21.03.2005 | O presidente Lula da Silva é um dos mais cativantes presidentes da saga republicana. Carismático, bem-humorado, risonho, paciente, consegue estabelecer empatia imediata com públicos distintos. A biografia ajuda. Os pobres enxergam em Lula um dos seus – e o único a ter chegado lá. Públicos engravatados, abstraídos reacionários irrevogáveis e preconceituosos de carteirinha, vêem com simpatia a figura do nordestino que enfrentou a miséria, a dura vida de migrante, as restrições impostas por governos militares ao fundador de um novo sindicalismo e um partido de verdade. A maioria dos brasileiros, reafirmam pesquisas de opinião, continua gostando de Lula.
Esse chefe de governo tão cativante é provavelmente o mais despreparado entre todos os presidentes. É ocioso rememorar os pontapés no idioma, o sumiço sistemático dos plurais, a amputação dos esses e erres, a coleção de frases insensatas. Tampouco vale a pena reprisar a procissão de gafes ou agressões ao protocolo. Neste estranho Brasil, as vicissitudes superadas por Lula até virar celebridade parecem conferir-lhe um salvo-conduto que o dispensa de qualquer tipo de aprendizado. Ele ganhou o direito de esbanjar ignorância sem provocar reações de espanto.
Nos últimos vinte anos, Lula teve tempo de sobra para ampliar conhecimentos. Mas não estudou, não leu textos básicos, não retocou os talentos e virtudes que trouxe do berço. Em dois anos de Presidência, seguiu passando ao largo desses cuidados. Se fosse bom ouvinte, talvez pudesse ter sido saudavelmente emprenhado pelos tímpanos. Mas nos palácios sobram áulicos e faltam bons conselheiros. Além do mais, o homem não gosta de ouvir. O negócio de Lula é falar.
Liminarmente absolvido dos absurdos que solta em todo improviso, o presidente deu de infiltrar, nesses discursos, penosas demonstrações de ignorância em História e Geografia. A última foi enunciada há dias, em Brasília. Eufórico com supostos avanços econômicos (que teimam em não repercutir nos bolsos do povo), Lula decidiu ir além das paupérrimas metáforas futebolísticas. Acabou naufragando na Europa.
“Muitos tentaram atravessar o Canal da Mancha, poucos conseguiram”, informou o orador compulsivo. “O Brasil conseguiu. Já estamos em terra firme.” Em que estaria pensando Lula ao produzir a intrigante comparação? Na invasão da Normandia por tropas aliadas, manobra militar que mudou os rumos da Segunda Guerra Mundial e decretou o começo do fim da Alemanha nazista? Se foi isso, cometeu um exagero delirante.

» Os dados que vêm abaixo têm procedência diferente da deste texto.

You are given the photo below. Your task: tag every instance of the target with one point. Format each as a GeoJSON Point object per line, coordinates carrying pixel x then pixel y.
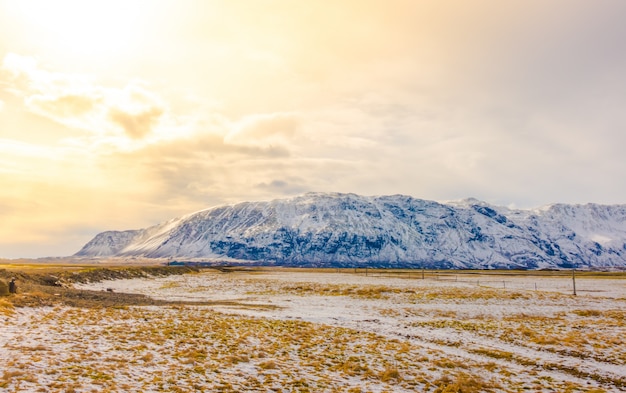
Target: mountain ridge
{"type": "Point", "coordinates": [341, 230]}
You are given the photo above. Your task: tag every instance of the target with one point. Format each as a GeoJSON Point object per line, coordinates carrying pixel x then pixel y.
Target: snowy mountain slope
{"type": "Point", "coordinates": [329, 229]}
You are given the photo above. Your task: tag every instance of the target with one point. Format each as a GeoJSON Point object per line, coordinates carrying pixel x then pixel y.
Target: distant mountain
{"type": "Point", "coordinates": [330, 229]}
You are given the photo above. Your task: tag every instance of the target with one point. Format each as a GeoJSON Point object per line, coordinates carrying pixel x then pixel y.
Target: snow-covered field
{"type": "Point", "coordinates": [286, 330]}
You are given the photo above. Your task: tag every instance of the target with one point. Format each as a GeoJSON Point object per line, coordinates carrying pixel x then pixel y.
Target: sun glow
{"type": "Point", "coordinates": [86, 28]}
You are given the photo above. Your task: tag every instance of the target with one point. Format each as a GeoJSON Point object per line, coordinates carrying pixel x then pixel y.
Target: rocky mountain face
{"type": "Point", "coordinates": [329, 229]}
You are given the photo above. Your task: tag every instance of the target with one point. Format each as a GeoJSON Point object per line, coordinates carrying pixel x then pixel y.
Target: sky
{"type": "Point", "coordinates": [121, 114]}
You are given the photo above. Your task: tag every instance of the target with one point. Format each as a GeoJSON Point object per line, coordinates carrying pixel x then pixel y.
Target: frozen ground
{"type": "Point", "coordinates": [312, 331]}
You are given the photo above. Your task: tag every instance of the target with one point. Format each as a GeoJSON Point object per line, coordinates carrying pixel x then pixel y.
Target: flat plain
{"type": "Point", "coordinates": [298, 330]}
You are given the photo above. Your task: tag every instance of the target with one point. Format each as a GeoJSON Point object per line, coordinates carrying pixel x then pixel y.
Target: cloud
{"type": "Point", "coordinates": [264, 129]}
{"type": "Point", "coordinates": [77, 101]}
{"type": "Point", "coordinates": [136, 125]}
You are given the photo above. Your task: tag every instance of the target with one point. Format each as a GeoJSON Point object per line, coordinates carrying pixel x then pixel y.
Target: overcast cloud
{"type": "Point", "coordinates": [188, 104]}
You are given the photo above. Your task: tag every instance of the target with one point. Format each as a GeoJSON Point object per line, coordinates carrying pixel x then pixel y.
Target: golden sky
{"type": "Point", "coordinates": [120, 114]}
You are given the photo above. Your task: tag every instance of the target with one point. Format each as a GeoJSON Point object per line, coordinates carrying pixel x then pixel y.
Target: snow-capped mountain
{"type": "Point", "coordinates": [330, 229]}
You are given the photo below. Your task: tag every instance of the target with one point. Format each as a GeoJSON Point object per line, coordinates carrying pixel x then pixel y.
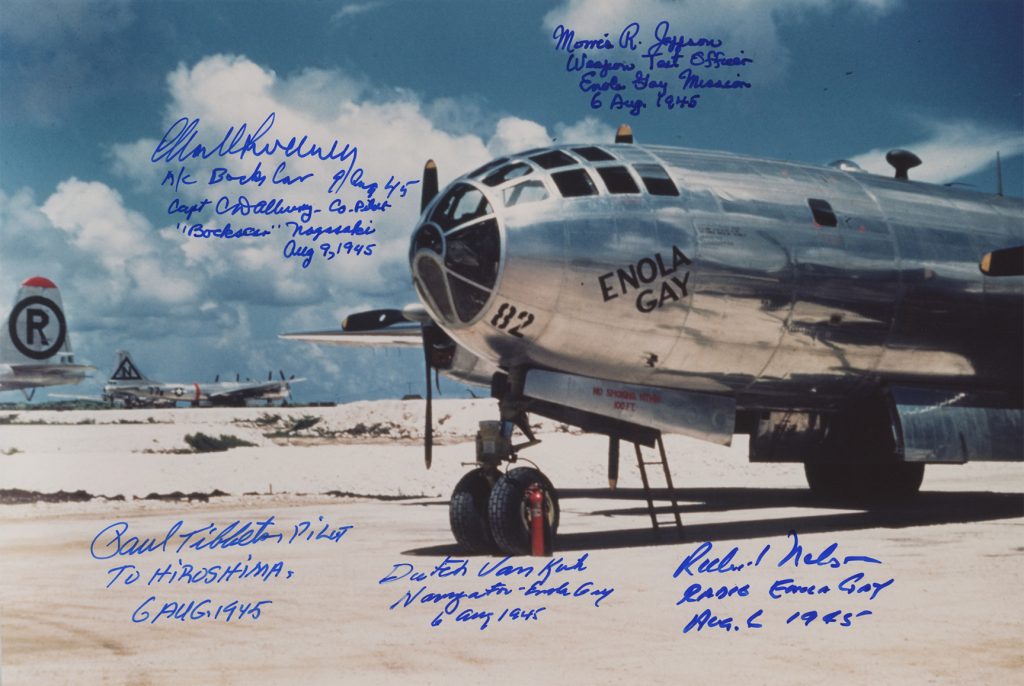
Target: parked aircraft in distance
{"type": "Point", "coordinates": [862, 325]}
{"type": "Point", "coordinates": [36, 347]}
{"type": "Point", "coordinates": [129, 386]}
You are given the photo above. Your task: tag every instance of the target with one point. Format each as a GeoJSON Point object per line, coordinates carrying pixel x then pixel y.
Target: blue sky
{"type": "Point", "coordinates": [86, 88]}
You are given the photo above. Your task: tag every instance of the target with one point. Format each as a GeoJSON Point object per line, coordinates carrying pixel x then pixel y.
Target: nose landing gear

Ou estaria pensando nas travessias feitas a nado por velhos aventureiros das águas, grupo que incluiu há quase 50 anos o brasileiro Abílio Couto? Nesse caso, alguma alma piedosa precisa avisar ao chefe que essas proezas caíram de moda faz tempo. Lula merece saber que, além dos barcos de sempre, há um túnel ligando a Inglaterra e a França. Todos os dias, milhares de indivíduos tentam a travessia do Canal da Mancha. Todos chegam sem sobressaltos à terra firme.
É muita besteira para uma garganta só. Mas talvez soassem todas perdoáveis se Lula soubesse que, em essência, governar é decidir (decidir corretamente, de preferência, voltando-se atrás quando evidenciado o erro). A reforma ministerial que se arrastou a partir de outubro escancara uma perturbadora faceta de Lula. Apaixonado pelas pompas do cargo (só pensa em prolongar até 2010 a permanência no Planalto), o presidente sofre de inapetência pelo exercício efetivo do poder. Não gosta de decidir. Odeia demitir auxiliares (mesmo os incompetentes de carteirinha). Insista-se: só saberá governar quem souber escolher. E Lula não sabe.
Essa característica foi determinante na montagem do novo Ministério. É o pior da nossa História. Que os deuses sejam clementes com o Brasil.